Is that the Javier's in Crystal Cove?  Their description for the dish you named is for poblanos, not pasillas.


----------



## BLACKSMOKE (May 29, 2014)

Andy M. said:


> Is that the Javier's in Crystal Cove?  Their description for the dish you named is for poblanos, not pasillas.



Often mislabeled but yes they are poblanos,same restaurant different location.


----------



## Andy M. (May 29, 2014)

Have you asked them for the recipe?


----------



## BLACKSMOKE (May 29, 2014)

Andy M. said:


> Have you asked them for the recipe?



Yea,what I posted is all they gave me,I have a friend (ex girlfriend)who knows the owners son so left a text and I'll see what happens but she only see him if he is there and she does not eat there often.


----------



## Cheryl J (May 29, 2014)

Hi, Scott. 
Based on the ingredients you listed, I would sauté the garlic, onion, and chiles in the butter and wine for a minute or two, stirring pretty much constantly so the garlic doesn't burn....then add the cleaned shrimp and sauté again for just a couple of minutes.  Then I would pour everything, juice and all, over hot prepared rice.  

I don't think I would clarify the butter or marinate the shrimp first.  I've made similar dishes before, but your restaurant may use more seasonings to keep those wonderful Latino flavors going.  Maybe some cilantro, or fresh lime juice, or both, just before serving....?  I'll be interested in seeing the whole recipe if your friend can get it.  Sounds wonderful.    And welcome to DC!


----------



## BLACKSMOKE (May 30, 2014)

Cheryl J said:


> Hi, Scott.
> Based on the ingredients you listed, I would sauté the garlic, onion, and chiles in the butter and wine for a minute or two, stirring pretty much constantly so the garlic doesn't burn....then add the cleaned shrimp and sauté again for just a couple of minutes.  Then I would pour everything, juice and all, over hot prepared rice.
> 
> I don't think I would clarify the butter or marinate the shrimp first.  I've made similar dishes before, but your restaurant may use more seasonings to keep those wonderful Latino flavors going.  Maybe some cilantro, or fresh lime juice, or both, just before serving....?  I'll be interested in seeing the whole recipe if your friend can get it.  Sounds wonderful.    And welcome to DC!



Was very good,not the same.
The prawns were very delicate,he said they were blacks but I can tell they were a fresh water variety and not the same flavor or texture.

I used a full stick of unsalted butter,half chili,1/4 white onion and about 1/2 cup of wine sautéed so the onion was translucent which took 8 min.
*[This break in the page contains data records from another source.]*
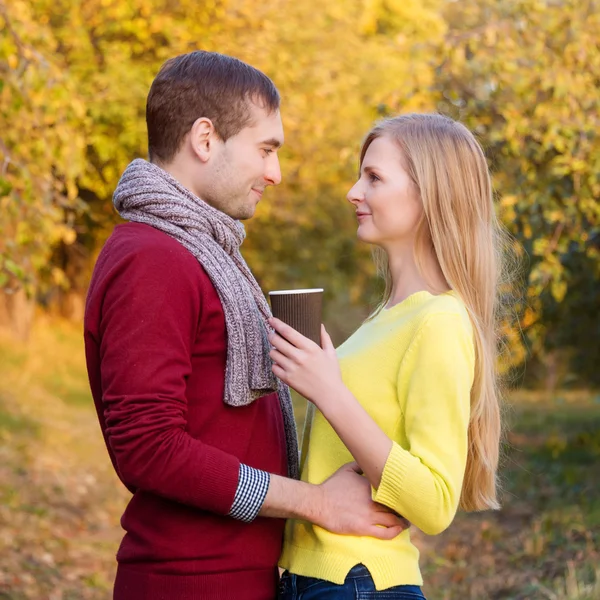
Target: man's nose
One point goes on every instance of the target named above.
(355, 194)
(273, 171)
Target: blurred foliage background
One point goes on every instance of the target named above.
(524, 75)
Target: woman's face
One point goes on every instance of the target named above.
(387, 203)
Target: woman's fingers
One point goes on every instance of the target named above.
(386, 533)
(280, 359)
(326, 342)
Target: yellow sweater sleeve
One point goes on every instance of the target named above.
(423, 482)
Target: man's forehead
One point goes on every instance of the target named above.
(267, 126)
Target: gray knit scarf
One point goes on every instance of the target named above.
(148, 194)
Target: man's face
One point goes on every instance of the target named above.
(245, 165)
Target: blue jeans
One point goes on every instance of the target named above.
(358, 586)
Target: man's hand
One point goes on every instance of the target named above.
(347, 507)
(341, 504)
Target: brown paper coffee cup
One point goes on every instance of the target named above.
(300, 309)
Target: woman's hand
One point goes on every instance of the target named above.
(312, 371)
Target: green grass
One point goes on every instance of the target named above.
(545, 542)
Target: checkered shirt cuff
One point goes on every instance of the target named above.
(250, 494)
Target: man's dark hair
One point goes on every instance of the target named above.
(203, 84)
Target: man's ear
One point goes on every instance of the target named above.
(203, 136)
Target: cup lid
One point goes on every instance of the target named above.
(305, 291)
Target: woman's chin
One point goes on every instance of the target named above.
(365, 236)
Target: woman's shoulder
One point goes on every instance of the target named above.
(447, 310)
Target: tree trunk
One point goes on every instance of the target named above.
(16, 313)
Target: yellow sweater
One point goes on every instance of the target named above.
(411, 368)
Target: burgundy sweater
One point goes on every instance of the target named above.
(156, 346)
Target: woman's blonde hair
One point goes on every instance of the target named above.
(449, 169)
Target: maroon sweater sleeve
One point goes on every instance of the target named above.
(149, 321)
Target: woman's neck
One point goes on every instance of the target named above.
(407, 279)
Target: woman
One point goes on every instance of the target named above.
(411, 396)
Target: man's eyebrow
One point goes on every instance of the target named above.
(272, 142)
(368, 168)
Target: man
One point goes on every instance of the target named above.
(195, 423)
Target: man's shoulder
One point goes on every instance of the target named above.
(143, 245)
(139, 238)
(142, 254)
Then added the garlic so it didn't overcook then a pound of u20 for another 6-7 min.

A lil salt,wish I had a lil white pepper(would this be good?) and maybe next time a few red pepper flakes for one level of heat?
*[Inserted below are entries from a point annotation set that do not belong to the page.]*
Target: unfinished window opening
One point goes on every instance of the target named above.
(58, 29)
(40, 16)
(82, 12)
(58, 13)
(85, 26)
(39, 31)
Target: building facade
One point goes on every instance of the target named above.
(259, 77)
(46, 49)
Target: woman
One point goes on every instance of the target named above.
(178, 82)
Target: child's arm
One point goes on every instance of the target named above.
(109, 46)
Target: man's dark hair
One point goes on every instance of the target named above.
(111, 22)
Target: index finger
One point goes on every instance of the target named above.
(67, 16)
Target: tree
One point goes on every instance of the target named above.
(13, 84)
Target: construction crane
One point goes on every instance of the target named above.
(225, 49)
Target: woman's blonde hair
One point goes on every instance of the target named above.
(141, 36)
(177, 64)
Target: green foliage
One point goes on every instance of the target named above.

Thinking also using a full cup of wine and reduce to half next round?

Any other ideas?


----------



## Somebunny (Jun 1, 2014)

I tried this last night.  I used 3 Pasilla/Poblanos(I love them) and a large onion. Most of the recipes I could find included the addition of crema or sour cream to the sauce. I did not do this, but found that when I mixed in a little sour cream from my plate, that I preferred it that way. So next time I will try it that way. I could not find any ingredients that you were missing, so perhaps the restaurant has a secret one


----------



## BLACKSMOKE (Jun 28, 2014)

Somebunny said:


> I tried this last night.  I used 3 Pasilla/Poblanos(I love them) and a large onion. Most of the recipes I could find included the addition of crema or sour cream to the sauce. I did not do this, but found that when I mixed in a little sour cream from my plate, that I preferred it that way. So next time I will try it that way. I could not find any ingredients that you were missing, so perhaps the restaurant has a secret one



I'm sure they do.......I'll keep asking every time I go!

Will try again tonight and add a lil white pepper and a touch if lime juice.


----------